E in effetti la scena che si è prentata agli agenti di polizia, che si trovavano in zona per un normale controllo, è stata questa:  un uomo riverso a terra con una vistosa ferita sulla testa e intorno a lui una distesa di frammenti di vetro. La vittima, cosciente ma in evidente stato di ebbrezza alcolica, è stata immediatamente soccorsa dagli agenti e trasportata in ospedale tramite 118. Si tratta di un 26enne domenicano.

 

I testimoni hanno riferito che lo straniero aveva avuto una discussione animata con altre due persone; una di queste, una donna, sarebbe appunto l'autrice della violenta aggressione.
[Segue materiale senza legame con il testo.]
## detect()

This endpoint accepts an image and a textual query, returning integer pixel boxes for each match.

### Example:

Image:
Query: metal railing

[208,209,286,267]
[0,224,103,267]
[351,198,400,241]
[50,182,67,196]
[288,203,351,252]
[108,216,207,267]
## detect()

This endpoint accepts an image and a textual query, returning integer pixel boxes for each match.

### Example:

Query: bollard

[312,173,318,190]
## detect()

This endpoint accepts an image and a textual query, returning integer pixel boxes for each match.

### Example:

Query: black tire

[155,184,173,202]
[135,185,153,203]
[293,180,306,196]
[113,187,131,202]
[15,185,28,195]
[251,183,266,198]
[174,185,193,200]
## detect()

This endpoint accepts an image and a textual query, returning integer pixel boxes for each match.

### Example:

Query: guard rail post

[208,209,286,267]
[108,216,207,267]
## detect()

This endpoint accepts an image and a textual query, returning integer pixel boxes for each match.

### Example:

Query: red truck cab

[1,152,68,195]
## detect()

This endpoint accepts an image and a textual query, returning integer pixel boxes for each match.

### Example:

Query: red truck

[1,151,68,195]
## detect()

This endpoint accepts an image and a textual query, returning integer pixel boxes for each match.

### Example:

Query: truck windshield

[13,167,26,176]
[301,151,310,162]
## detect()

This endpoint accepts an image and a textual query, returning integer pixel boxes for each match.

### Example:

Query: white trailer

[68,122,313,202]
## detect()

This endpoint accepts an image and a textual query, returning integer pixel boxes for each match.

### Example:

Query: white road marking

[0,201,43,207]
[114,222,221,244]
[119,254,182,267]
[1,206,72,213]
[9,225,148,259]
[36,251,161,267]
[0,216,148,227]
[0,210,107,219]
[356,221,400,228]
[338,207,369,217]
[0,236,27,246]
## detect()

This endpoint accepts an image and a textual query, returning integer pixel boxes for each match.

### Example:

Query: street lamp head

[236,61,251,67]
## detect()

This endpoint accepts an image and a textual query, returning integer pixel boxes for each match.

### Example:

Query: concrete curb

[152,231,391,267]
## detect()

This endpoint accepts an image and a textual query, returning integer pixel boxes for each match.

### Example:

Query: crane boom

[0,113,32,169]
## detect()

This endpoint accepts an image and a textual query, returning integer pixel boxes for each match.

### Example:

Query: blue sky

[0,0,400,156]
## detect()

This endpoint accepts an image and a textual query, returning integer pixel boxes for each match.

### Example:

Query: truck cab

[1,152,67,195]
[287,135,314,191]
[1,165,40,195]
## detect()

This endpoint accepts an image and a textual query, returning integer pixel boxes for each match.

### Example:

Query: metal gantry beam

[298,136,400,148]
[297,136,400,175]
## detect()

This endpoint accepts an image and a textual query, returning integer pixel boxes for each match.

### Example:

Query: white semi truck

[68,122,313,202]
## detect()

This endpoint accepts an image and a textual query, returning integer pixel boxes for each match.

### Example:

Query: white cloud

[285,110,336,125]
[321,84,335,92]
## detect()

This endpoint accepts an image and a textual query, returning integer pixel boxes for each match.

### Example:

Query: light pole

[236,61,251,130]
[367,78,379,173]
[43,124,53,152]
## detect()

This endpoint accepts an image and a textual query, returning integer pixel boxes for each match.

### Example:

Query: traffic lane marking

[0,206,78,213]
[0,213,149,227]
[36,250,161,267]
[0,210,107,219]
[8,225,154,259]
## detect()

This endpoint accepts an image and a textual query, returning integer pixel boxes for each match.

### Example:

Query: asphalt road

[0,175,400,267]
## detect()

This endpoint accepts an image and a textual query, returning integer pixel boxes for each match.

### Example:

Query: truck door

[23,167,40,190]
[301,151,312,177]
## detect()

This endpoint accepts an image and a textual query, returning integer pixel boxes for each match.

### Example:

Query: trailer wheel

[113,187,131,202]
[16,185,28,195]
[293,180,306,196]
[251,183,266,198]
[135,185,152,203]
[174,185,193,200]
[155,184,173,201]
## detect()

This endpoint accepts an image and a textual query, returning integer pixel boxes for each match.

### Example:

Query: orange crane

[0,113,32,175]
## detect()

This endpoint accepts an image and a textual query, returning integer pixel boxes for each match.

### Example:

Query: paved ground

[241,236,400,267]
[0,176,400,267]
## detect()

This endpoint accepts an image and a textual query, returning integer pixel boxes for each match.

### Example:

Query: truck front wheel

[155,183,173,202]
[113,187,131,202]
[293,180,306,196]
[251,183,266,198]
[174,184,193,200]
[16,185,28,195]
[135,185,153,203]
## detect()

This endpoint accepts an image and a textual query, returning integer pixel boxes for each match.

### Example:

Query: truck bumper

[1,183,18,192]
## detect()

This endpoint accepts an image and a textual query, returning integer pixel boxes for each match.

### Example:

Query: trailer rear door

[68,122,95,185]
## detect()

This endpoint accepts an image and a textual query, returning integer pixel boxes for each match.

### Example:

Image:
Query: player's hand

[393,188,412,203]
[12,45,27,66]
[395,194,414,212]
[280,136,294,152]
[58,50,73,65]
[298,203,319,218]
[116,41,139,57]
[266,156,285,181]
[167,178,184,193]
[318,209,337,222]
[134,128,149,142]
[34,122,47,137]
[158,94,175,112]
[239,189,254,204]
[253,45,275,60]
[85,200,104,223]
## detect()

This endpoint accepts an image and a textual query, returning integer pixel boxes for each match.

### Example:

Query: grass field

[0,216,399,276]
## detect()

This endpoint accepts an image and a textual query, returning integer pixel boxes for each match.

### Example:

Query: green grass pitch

Con le descrizioni fornite, gli agenti hanno subito individuato la donna mentre si trovava ancora nella piazza dell'aggressione. Si tratta di una 34enne aretina, già conosciuta alle Forze dell'Ordine come protagonista di un analogo episodio di violenza avvenuto lo scorso 21 settembre, quando venne arrestata per danneggiamento, lesioni e resistenza a pubblico ufficiale, a seguito di un'aggressione per motivi di viabilità stradale nei confronti del presidente dei giovani di Confindustria di Firenze, Gabriele Poli.

 

Ieri la responsabile dell'aggressione è finita ancora una volta in manette: questa volta il reato contestato è 'lesioni aggravate'. La vittima è stata giudicata guaribile in 7 giorni.